Without getting into the highly charged question of “Considering what is going on in America today,” which is a subject that pertains to present-day politics rather than history, this should actually say “with what America did 75 years ago with Japanese-Americans at that time” because German-Americans and Italian-Americans were not interned – or to put it more bluntly thrown into concentration camps – during the war. There’s a scene in the movie Midway in which the Charlton Heston character meets with the young Japanese girlfriend of his son, who like his dad is a naval aviator. She and her parents have been interned, and at one point she turns to Heston and says angrily, “Damn it, I’m an American! What makes us different from German-Americans or Italian-Americans”? The Heston character, who has the decency to look embarrased, answers, “Pearl Harbor, I guess.” Yes, that was part of the answer…put another part of the answer is that Japanese-Americans were much more visible as minorities in the U.S. than German-Americans and Italian-Americans, both of those latter groups being European rather than Asian.
It is false to assert that German-Americans and Italian-Americans were not interred.
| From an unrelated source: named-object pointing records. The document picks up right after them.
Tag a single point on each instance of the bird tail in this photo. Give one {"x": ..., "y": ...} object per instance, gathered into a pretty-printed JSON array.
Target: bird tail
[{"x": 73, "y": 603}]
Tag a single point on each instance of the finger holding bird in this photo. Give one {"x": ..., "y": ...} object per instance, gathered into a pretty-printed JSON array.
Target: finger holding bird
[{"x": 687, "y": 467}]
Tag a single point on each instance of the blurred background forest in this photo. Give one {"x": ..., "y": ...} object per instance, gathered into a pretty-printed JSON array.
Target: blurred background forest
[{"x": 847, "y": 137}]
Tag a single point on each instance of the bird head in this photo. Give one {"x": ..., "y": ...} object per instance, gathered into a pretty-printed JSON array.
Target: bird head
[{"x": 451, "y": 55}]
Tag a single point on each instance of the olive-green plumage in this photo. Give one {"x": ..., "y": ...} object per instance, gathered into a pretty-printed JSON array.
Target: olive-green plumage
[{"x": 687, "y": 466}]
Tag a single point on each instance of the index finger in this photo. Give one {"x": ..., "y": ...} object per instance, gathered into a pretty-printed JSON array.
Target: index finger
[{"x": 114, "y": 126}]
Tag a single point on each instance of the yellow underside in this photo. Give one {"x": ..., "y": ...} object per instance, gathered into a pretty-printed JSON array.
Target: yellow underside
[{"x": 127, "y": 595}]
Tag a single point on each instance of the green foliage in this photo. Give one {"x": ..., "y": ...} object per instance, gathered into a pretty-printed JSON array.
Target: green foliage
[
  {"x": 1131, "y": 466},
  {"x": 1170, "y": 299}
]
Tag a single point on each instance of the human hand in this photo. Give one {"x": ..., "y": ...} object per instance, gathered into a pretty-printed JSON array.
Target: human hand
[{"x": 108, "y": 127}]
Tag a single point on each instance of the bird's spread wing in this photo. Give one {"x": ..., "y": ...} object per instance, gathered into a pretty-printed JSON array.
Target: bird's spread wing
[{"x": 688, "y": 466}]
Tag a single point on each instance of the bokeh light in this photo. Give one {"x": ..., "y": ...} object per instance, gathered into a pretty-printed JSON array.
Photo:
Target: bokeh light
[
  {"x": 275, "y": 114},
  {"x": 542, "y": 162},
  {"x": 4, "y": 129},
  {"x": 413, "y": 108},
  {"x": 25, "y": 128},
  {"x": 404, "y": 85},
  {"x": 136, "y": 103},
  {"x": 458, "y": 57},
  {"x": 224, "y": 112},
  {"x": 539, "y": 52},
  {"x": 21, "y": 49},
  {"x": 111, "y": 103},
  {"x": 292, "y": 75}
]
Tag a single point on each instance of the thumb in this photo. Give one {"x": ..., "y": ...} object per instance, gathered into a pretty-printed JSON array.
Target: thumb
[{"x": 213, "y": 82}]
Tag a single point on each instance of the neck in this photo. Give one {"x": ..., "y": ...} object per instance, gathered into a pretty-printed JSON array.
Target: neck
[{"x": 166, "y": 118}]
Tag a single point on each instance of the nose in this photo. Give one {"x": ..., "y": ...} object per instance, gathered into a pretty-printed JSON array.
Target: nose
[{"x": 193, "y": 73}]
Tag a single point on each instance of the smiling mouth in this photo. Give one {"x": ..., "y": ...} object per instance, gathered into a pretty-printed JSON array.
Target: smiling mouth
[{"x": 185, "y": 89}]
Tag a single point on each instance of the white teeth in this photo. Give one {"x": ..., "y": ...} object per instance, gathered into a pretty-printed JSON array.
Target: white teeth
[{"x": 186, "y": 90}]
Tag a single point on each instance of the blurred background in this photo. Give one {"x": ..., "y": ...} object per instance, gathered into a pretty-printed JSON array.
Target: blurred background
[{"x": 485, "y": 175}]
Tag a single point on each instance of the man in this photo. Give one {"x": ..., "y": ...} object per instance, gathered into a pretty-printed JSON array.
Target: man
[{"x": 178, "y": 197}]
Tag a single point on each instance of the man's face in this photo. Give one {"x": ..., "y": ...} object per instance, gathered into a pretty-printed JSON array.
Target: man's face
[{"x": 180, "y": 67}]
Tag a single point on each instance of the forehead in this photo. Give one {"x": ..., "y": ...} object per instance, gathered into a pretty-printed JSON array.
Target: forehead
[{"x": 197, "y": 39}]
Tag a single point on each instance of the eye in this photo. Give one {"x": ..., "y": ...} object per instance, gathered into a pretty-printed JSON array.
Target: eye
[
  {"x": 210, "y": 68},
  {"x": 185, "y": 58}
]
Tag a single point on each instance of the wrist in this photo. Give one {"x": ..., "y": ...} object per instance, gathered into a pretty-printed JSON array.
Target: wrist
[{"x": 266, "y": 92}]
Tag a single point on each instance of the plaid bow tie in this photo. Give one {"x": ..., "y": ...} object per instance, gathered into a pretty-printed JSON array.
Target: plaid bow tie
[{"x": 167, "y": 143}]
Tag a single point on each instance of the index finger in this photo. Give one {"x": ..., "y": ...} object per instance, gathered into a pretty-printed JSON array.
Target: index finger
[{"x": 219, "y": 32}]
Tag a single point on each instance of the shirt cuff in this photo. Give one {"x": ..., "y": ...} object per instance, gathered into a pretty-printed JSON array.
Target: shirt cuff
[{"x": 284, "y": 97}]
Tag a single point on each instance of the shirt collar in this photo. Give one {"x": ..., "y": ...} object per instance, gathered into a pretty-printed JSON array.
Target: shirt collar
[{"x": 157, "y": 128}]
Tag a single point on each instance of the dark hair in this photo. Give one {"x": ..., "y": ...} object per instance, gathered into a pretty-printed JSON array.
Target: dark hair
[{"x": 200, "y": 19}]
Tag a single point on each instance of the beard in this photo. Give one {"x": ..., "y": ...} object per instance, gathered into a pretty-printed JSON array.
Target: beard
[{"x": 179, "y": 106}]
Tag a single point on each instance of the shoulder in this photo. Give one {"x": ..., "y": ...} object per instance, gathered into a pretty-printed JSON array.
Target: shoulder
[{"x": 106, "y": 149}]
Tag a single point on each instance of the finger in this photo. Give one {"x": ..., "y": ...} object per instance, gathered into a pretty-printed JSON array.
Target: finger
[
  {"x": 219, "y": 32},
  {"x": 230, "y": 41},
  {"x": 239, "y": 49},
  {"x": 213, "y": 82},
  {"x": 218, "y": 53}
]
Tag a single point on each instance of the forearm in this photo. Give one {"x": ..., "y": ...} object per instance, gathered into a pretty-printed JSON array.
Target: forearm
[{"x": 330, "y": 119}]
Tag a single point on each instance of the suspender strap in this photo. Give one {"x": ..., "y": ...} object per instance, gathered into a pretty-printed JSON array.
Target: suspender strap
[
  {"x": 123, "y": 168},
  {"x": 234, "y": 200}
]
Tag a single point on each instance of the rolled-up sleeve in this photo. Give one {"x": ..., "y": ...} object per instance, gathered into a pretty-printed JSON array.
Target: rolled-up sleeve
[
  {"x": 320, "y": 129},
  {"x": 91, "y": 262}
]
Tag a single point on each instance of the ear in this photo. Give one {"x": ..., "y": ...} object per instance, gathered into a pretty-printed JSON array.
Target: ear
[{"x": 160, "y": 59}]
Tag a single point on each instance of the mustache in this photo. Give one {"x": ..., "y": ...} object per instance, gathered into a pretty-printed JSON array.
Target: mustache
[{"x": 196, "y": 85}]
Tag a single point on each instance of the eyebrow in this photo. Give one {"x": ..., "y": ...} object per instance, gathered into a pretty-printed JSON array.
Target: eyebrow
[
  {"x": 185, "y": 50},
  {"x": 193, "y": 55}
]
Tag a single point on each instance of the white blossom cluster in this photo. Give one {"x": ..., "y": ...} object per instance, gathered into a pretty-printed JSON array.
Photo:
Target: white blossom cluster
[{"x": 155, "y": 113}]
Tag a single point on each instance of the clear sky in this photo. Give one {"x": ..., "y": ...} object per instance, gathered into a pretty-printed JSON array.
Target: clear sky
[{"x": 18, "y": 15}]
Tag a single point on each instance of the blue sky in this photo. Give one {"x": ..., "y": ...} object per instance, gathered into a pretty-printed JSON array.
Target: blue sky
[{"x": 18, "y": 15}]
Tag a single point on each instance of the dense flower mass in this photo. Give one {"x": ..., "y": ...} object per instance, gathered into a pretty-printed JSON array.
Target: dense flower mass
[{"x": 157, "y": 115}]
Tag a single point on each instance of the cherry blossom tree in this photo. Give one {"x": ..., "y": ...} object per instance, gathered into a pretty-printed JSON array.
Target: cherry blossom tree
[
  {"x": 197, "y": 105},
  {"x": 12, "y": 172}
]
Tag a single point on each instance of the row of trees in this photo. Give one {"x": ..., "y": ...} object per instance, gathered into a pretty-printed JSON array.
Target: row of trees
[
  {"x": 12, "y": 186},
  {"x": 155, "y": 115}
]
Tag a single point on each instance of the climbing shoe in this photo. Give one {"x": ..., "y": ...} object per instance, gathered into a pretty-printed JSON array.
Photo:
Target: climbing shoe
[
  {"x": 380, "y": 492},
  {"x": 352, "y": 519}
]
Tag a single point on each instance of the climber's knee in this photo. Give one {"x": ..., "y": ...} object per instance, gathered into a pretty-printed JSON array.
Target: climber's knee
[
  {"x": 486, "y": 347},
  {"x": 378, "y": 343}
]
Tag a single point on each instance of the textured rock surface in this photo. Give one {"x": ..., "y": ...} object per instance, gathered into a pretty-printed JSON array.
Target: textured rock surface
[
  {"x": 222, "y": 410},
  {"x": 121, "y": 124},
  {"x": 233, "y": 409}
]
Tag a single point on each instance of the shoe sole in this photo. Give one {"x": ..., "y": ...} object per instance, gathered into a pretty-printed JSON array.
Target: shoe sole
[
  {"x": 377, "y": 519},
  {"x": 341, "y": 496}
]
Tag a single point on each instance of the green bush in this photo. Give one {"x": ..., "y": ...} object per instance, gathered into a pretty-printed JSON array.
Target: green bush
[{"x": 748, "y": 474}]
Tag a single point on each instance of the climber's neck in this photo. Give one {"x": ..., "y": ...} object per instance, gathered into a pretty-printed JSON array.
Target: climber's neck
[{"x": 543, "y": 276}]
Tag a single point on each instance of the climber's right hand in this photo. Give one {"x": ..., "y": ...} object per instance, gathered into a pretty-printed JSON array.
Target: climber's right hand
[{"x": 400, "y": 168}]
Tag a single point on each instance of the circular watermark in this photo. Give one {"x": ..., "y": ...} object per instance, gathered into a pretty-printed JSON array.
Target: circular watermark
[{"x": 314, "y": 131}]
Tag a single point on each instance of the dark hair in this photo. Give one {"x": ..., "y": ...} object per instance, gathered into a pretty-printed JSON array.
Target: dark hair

Those who’d immigrated to the U.S. from Italy or Germany were in many cases placed in concentration camps. (I saw a television documentary about this.) But it was apparently felt that assimilation was more possible for Germans and Italians than it was for Japanese. Someone of German or Italian blood who’d been born here would not be interred; whereas someone of Japanese blood who’d been born here might.
Conditions in the concentration camps were bad. The inmates were thin. Not so thin as to be in danger of death. But still clearly malnourished. Given that the U.S. as a whole was not experiencing any sort of food shortage during the war, this failure to adequately feed the concentration camp inmates is a black mark upon our record; quite apart from the justice or injustice of interning these people in the first place.